Degassing history of a mid-ocean ridge rhyolite dome on the Alarcon Rise, Gulf of California

Abstract:

A 2350 meter deep rhyolite lava dome and surrounding intermediate-mafic complex on the Alarcon Rise mid-ocean ridge in the Gulf of California was sampled extensively during a 2012 MBARI expedition. The dome is predominantly composed of sparsely vesicular (<10%) obsidian with local deposits of pumiceous breccia. Pumiceous lapilli comprise highly vesicular (40-60%) fracture networks that separate non-vesicular obsidian “pseudoclasts”. Textures and major element geochemistry suggest that both lithologies originated from the same magma that formed the majority of the dome. This is corroborated by comparable major element compositions (~75% SiO₂) and near-equilibrium phenocryst assemblages including olivine (Fo¹⁰) and plagioclase (An¹⁷). Attenuated total reflectance (ATR) and transmission FTIR spectroscopy was used to measure H₂O concentrations in olivine and plagioclase melt inclusions as well as host glasses (CO₂ was below detection, <30 ppm).
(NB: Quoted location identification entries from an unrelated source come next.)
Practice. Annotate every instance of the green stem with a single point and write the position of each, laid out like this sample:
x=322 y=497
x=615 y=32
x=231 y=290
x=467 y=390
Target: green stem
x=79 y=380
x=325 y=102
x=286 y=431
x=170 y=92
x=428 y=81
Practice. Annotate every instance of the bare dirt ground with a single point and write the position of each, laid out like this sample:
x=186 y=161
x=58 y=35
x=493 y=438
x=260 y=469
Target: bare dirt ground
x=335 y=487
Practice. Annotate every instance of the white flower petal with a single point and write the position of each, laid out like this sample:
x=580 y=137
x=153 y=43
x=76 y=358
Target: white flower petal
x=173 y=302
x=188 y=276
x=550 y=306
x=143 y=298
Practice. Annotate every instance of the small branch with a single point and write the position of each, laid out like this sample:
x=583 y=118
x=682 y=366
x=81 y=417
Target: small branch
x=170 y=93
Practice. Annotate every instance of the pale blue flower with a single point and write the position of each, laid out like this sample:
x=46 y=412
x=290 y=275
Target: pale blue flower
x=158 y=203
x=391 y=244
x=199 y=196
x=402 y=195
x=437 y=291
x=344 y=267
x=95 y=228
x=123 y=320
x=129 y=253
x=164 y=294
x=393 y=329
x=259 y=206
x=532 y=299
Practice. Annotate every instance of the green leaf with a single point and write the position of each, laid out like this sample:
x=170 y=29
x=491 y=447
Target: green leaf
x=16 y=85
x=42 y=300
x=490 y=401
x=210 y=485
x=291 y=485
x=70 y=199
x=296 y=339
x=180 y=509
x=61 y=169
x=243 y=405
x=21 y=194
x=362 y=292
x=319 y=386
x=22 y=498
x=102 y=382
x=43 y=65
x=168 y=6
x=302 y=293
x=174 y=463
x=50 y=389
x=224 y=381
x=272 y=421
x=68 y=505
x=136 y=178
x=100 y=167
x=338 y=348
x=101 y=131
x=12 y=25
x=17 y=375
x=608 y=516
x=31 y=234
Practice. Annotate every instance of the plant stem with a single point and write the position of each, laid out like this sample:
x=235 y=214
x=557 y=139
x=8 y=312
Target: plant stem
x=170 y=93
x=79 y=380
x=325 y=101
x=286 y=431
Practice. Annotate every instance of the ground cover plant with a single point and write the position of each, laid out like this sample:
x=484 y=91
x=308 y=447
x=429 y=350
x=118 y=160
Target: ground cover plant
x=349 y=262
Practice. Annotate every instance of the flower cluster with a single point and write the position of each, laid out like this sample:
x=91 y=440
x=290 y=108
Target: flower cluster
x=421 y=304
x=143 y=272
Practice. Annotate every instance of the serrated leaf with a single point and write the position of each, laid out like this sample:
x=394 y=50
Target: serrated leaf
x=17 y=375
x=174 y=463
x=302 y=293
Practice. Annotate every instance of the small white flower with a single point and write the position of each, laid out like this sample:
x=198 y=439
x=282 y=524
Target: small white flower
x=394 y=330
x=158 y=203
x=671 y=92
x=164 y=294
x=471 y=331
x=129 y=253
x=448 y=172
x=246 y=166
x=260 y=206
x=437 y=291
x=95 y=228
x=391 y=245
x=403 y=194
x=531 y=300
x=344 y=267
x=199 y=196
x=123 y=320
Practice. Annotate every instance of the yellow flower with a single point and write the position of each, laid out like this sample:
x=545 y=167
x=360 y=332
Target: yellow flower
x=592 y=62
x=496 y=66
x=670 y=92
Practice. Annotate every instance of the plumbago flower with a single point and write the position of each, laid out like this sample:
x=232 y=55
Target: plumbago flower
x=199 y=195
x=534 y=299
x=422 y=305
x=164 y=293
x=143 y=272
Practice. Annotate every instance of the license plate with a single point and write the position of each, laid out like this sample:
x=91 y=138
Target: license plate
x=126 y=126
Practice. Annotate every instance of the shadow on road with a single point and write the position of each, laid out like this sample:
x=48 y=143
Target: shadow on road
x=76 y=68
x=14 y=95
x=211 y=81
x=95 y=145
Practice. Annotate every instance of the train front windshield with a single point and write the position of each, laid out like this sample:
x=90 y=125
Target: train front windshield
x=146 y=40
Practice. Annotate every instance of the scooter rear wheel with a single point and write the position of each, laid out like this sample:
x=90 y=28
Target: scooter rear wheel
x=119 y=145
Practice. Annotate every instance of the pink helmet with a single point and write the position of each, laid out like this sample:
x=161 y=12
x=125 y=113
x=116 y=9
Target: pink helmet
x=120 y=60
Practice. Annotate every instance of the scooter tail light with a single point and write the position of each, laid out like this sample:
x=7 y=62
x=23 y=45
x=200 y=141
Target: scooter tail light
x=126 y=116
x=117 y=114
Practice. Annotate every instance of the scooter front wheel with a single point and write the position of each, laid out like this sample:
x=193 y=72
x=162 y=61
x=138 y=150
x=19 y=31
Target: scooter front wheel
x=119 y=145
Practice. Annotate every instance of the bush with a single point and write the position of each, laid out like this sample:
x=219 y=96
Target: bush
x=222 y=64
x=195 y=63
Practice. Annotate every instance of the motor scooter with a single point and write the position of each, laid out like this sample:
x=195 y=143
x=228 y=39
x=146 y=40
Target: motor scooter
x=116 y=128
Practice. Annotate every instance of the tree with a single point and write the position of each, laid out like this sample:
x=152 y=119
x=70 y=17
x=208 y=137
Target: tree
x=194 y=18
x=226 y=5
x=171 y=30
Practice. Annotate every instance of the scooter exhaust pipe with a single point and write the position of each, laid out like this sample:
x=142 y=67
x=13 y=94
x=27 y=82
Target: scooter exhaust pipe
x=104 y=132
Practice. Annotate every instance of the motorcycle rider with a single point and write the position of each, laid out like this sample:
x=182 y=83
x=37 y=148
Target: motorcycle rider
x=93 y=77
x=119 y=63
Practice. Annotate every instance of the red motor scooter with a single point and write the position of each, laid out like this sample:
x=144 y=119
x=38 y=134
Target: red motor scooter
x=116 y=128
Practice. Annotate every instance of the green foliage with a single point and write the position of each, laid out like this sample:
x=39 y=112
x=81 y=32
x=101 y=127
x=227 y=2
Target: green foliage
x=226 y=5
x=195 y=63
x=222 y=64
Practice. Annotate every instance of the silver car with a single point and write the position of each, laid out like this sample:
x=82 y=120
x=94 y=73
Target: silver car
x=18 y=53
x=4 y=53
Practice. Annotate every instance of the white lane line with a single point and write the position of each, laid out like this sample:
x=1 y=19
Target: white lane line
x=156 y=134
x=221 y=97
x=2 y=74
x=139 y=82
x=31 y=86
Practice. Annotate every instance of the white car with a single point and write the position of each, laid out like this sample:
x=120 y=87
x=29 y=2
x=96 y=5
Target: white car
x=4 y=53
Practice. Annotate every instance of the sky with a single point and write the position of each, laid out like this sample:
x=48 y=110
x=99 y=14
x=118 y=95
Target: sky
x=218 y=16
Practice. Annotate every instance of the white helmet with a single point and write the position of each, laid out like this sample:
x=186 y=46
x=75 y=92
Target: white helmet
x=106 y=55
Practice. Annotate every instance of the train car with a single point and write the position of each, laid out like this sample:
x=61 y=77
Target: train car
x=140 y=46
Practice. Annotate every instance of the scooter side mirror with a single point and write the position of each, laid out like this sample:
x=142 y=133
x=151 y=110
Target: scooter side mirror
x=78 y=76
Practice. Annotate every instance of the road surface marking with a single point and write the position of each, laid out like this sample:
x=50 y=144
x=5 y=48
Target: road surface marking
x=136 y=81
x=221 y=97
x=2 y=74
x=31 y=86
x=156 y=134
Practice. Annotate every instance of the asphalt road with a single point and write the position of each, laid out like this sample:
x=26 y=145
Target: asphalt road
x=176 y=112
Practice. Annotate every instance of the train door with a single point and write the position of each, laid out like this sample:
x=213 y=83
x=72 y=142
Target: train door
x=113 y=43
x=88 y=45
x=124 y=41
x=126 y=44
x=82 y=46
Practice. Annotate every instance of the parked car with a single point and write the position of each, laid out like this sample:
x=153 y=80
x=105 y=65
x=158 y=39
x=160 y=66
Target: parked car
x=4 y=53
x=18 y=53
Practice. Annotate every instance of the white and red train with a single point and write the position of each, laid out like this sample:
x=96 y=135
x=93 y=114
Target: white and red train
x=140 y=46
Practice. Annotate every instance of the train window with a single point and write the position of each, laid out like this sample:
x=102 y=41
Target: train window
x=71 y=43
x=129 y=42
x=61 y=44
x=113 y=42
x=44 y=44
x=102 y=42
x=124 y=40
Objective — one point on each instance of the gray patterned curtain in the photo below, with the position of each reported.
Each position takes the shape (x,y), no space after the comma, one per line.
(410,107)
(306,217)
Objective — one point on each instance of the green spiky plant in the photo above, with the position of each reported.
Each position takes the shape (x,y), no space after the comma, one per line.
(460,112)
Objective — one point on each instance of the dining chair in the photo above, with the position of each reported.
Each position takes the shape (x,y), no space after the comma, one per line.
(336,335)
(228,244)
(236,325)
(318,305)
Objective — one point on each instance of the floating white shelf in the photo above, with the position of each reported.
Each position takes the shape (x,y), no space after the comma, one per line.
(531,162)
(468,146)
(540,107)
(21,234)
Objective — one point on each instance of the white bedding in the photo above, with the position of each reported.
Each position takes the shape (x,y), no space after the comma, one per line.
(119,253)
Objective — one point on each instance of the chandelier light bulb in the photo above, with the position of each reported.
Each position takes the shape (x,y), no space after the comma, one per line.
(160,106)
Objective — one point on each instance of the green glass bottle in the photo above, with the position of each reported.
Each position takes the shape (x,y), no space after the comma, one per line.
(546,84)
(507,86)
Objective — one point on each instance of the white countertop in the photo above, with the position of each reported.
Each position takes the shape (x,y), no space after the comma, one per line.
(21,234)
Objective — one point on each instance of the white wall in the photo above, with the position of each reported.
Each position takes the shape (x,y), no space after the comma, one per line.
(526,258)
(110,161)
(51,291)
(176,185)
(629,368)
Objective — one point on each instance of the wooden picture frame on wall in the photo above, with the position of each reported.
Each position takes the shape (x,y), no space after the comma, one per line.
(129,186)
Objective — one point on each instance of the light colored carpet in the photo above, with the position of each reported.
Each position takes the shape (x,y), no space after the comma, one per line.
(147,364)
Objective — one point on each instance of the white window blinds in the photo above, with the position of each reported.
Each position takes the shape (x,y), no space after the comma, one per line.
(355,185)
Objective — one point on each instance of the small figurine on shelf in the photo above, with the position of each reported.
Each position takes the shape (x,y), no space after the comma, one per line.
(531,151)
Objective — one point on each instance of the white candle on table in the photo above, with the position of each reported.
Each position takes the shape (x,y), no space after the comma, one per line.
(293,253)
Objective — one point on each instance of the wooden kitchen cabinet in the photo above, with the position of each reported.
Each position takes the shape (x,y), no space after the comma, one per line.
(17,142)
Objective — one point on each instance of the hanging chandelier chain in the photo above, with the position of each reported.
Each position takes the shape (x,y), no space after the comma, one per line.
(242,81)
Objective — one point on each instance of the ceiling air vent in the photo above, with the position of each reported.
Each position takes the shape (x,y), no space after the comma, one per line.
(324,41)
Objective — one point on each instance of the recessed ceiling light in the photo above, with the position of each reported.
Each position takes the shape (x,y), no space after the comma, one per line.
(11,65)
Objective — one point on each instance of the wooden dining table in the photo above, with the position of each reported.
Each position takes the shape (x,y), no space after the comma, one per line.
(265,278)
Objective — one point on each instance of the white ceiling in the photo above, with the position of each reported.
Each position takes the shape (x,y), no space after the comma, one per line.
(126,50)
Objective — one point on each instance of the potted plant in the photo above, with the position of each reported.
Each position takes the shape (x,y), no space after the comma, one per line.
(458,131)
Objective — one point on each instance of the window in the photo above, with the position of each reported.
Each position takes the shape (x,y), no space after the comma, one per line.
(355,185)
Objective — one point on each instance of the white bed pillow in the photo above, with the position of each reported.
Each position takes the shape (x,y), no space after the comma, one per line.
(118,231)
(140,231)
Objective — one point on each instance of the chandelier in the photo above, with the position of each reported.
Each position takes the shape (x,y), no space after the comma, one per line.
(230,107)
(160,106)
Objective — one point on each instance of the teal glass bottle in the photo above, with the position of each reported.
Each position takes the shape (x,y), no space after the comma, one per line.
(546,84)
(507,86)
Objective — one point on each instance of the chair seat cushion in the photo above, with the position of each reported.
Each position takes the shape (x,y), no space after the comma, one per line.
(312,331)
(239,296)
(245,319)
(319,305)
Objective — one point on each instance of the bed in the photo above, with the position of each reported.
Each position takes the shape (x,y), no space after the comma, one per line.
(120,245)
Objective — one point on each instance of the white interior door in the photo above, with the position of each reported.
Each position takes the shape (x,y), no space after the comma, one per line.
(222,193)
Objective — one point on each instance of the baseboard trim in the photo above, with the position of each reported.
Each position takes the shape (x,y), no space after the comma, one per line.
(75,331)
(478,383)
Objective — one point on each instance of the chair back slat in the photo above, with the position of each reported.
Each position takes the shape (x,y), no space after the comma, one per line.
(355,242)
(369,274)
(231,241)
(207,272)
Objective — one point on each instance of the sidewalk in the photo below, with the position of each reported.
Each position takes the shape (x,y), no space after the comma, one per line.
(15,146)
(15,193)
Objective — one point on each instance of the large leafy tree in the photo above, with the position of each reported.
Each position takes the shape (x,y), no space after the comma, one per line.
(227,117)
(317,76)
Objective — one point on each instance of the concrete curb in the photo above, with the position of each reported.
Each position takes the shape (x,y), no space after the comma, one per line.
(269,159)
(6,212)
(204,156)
Rhyolite host glass contains 1.5-2.0 wt% H₂O, similar to nearby andesite and dacite. These concentrations agree with saturation limits for H₂O (1.7%) at the depth of Alarcon Rise, but are slightly less than what is predicted by fractional crystallization modeling. Melt inclusions from plagioclase and olivine in rhyolite contain a maximum of 3.5-4.5% H₂O suggesting that up to 3.0% H₂O exsolved into bubbles during a 3 km ascent. Hydrostatic pressures (23 MPa) at the eruptive vent would have permitted 53% vesiculation in agreement with petrographic observations. Although ~50% vesiculation and exsolved H₂O contents of 3.0 wt% are less than the ideal threshold for magmatic fragmentation, the presence of highly vesicular ash particles representing fragmented pumiceous breccia argues otherwise. We posit that decoupled volatiles from a deeper magma body migrated through fracture networks to the surface causing mild explosivity.